Historically, data science has been performed using tools that evolved over the last 30
years. These tools were designed to work on small sets of data and to perform limited calculations when compared to modern solutions. Over time, however, data scientists became experts in these tools and, as a consequence, the tools became THE way to do data science. But something happened along the way; data didn’t just become big; it became huge!
Imagine if you had tools and machines to surface mine precious stones, but then were suddenly asked to use the same tools to dig the Mponeng gold mine, which is 2.5 miles deep and has 236 miles of tunnels. How would the engineers – who spent years learning how to use their legacy tools – solve the problem? They would split into two camps. One group would insist that the existing, ‘known’ tools were fine if more effort and horsepower were applied; while the other would decide that a whole new set of methods and equipment was required. When this group of innovators goes in search of their new equipment, however, they would find a fresh obstacle: most legacy mining products haven’t been improved to scale in a way that will meet modern demands. They are just not fit for purpose from a technical perspective, and so they will have to find new, emerging tools.
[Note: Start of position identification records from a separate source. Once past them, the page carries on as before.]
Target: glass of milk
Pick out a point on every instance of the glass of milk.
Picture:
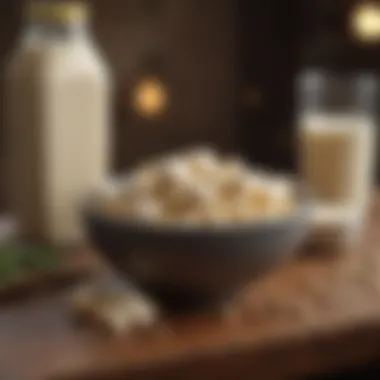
(337, 141)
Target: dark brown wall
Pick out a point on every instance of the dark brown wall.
(197, 42)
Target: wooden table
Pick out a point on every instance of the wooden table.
(318, 313)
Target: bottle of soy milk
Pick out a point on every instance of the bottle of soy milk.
(57, 104)
(337, 141)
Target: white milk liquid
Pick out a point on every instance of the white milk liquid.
(337, 157)
(58, 119)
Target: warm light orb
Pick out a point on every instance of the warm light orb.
(150, 97)
(365, 22)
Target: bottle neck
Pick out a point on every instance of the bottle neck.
(58, 30)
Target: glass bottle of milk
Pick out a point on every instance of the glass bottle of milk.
(57, 105)
(337, 141)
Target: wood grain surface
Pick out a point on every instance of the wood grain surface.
(320, 312)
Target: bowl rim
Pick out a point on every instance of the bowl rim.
(302, 211)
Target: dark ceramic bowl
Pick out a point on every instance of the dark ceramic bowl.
(192, 266)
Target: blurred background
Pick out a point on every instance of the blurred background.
(190, 71)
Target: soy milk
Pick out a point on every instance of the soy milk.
(58, 92)
(337, 157)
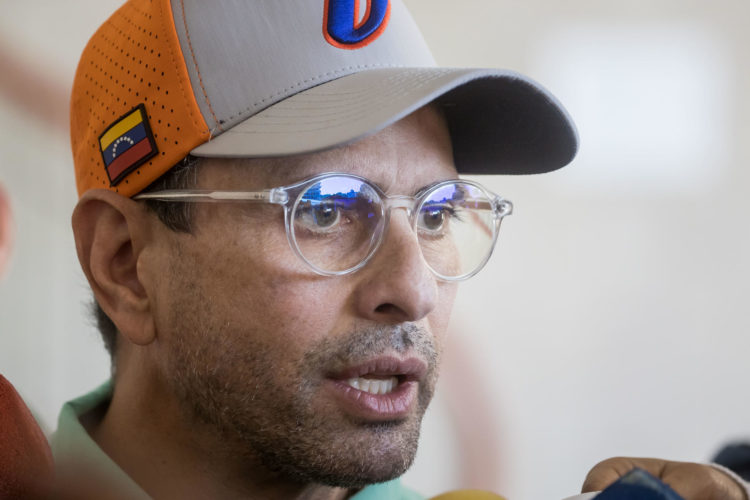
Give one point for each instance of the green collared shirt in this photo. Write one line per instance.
(72, 444)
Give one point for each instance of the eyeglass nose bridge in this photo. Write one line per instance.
(400, 201)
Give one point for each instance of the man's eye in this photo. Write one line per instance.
(434, 219)
(320, 217)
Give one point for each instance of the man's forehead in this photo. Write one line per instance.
(412, 153)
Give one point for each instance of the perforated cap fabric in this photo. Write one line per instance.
(228, 78)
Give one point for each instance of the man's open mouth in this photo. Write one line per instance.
(379, 389)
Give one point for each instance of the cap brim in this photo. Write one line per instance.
(500, 122)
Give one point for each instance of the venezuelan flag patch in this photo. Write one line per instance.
(127, 144)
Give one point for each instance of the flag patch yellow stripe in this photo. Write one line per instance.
(120, 128)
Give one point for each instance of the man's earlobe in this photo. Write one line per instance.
(111, 232)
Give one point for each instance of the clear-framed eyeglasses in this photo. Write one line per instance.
(335, 222)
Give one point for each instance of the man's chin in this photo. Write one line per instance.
(385, 453)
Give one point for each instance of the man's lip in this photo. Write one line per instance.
(408, 369)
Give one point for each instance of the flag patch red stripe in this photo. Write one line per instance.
(139, 151)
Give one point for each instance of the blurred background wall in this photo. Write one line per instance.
(612, 319)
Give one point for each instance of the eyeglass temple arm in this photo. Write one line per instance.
(276, 196)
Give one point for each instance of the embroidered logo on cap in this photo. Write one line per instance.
(127, 144)
(343, 28)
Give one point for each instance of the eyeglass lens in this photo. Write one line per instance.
(337, 222)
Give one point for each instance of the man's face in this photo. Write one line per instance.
(264, 356)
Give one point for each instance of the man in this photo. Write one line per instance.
(272, 226)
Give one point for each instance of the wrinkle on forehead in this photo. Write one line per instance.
(401, 159)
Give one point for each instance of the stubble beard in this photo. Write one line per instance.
(233, 389)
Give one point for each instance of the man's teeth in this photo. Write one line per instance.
(374, 386)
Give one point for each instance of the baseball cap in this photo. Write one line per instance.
(162, 79)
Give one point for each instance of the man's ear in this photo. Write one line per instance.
(111, 232)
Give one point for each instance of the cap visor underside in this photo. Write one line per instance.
(501, 122)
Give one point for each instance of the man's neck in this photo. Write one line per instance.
(169, 458)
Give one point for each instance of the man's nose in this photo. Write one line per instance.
(396, 285)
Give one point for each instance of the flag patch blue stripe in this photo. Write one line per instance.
(124, 142)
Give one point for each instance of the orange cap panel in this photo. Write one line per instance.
(133, 59)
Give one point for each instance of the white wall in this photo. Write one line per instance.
(610, 320)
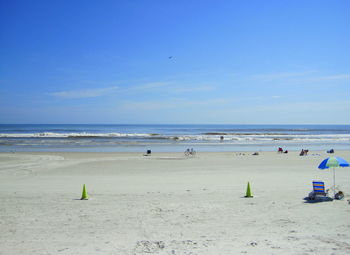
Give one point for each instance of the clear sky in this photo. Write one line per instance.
(175, 61)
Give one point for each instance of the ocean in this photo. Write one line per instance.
(171, 138)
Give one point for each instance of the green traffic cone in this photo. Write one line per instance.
(248, 193)
(84, 196)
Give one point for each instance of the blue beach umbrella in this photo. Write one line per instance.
(333, 162)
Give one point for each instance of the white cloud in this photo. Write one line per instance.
(278, 76)
(331, 77)
(84, 93)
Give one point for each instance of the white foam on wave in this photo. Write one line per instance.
(70, 135)
(244, 138)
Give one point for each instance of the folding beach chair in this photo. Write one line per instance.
(319, 192)
(319, 188)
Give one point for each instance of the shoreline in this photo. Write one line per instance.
(169, 204)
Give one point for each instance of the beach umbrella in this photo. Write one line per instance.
(333, 162)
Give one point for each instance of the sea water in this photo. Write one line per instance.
(171, 138)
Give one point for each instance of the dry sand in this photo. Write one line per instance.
(169, 204)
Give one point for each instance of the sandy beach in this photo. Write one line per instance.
(167, 203)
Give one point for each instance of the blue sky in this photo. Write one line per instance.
(239, 62)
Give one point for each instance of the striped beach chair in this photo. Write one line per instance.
(319, 189)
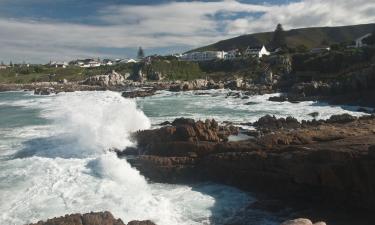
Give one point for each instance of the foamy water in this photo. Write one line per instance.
(54, 156)
(54, 161)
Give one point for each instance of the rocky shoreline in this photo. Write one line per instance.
(106, 218)
(327, 162)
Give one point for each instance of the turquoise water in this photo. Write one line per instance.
(54, 160)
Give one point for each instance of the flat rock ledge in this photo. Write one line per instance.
(93, 218)
(302, 221)
(330, 161)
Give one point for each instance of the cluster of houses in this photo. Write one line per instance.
(90, 63)
(257, 52)
(230, 55)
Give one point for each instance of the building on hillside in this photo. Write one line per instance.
(257, 52)
(88, 63)
(107, 62)
(232, 54)
(126, 61)
(320, 50)
(358, 41)
(58, 64)
(203, 56)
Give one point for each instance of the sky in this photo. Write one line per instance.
(38, 31)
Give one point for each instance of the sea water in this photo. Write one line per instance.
(54, 157)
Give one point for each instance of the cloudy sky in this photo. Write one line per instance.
(43, 30)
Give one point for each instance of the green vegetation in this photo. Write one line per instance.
(335, 64)
(40, 73)
(309, 37)
(174, 69)
(279, 39)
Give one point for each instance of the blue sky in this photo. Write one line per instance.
(43, 30)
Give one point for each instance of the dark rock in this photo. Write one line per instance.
(165, 123)
(365, 110)
(251, 103)
(343, 118)
(314, 114)
(281, 98)
(316, 162)
(100, 218)
(271, 122)
(138, 93)
(144, 222)
(44, 91)
(371, 151)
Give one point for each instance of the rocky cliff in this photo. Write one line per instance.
(329, 161)
(98, 218)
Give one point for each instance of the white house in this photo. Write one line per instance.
(88, 63)
(108, 62)
(320, 50)
(258, 52)
(127, 61)
(358, 41)
(58, 64)
(232, 54)
(203, 56)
Many companies are facing similar issues with data mining. Data is growing exponentially and scientists are relying on sampling and the use of aggregated data because they are insistent on using legacy tools to solve a problem that is many times bigger than they have seen before. Because of these limitations, many companies are not able to mine at a level of scale and granularity that will produce optimal insights.
Those that are open to both changes in methods and technology, however, are reaping the benefits.
Take, for example, a very large UK high street retail grocery company who wanted to reduce their loss on perishable foods. Using their legacy tools they were able to model at a level of product category and region, which took them about 50 hours in total. Using NEW tools, however, meant they could interrogate the data down to SKU and store level all within 5 hours, something which would not even have been possible using legacy tools. With this level of detail, the company was able to set the stock volumes for individual items at each store on a weekly basis. The additional insight saved them millions of pounds per year by reducing the amount of loss, and that was only possible because they were able to mine data at a low level of detail and take action on the results.
In another example, a large healthcare company wanted to assess the quality and efficiency of care of doctors using billions of rows of claims and related data. Using legacy tools they split the project into 26 individual processing jobs which took 6 weeks to run. Because of the work involved, they were only able to check on the quality of patient care twice a year. With new tools, however, they ran the entire process in 7 minutes and now assess quality of care weekly; significantly reducing their risks and helping them quickly identify cost irregularities. They’ve now taken the project a step further. When their staff visit physicians, they use mobile devices to pull up the individual doctor and practice scores on demand and do real-time consulting to address issues.
In a final example, a marketing company wanted to micro-target their customers. For some companies, all customers get the same offer. Many companies are using basic segmentation, such as age or gender, to tailor offers, but more sophisticated companies use behavioural segmentation, which offers an even more granular approach to targeting. The real value is in micro segments, which allows the creation of many segments with tight groupings of behaviour. To do this level of segmentation, the company needs to mine billions of rows of data and perform a large number of calculations. Once the analysis is complete, the company will not target macro segments with semi-generic offers, but rather micro segments with very specific offers. They estimate that, using this low level of targeting, they will produce millions of pounds per year in revenue.
In all of these examples, the miners shared two common traits:
- They were willing to break the “we do it this way” culture
- They were willing to explore new technology solutions.
For them, it was clear that the value of analysing data at low levels of granularity was worth the cost associated with change.
For companies looking to improve their mining technology, there are a few places to start.
In-database technology, especially on parallel platforms such as Hadoop, Teradata and Actian Matrix is a clear contender for mining very large sets of data. Performance results typically show a 10X or 100X improvement. For example, a large digital market analytics company performs market basket analysis on 486 billion rows of data in 17 minutes using in-database solutions versus 30 hours using old mining technology.
For computationally intense data mining, the use of graphics processing units is on the rise. From a price-to-performance aspect, nothing outperforms GPUs. In one example, a grid computing system using the latest hardware performed 100 million pre-trade risk calculations in 5 minutes; 2 GPU cards did the same calculation in less than 13 milliseconds.
The granular analysis of huge amounts of data using new methods and technology produces measurable results. To realise these benefits, companies need to shift from surface mining techniques and tools to those that allow deep exploration.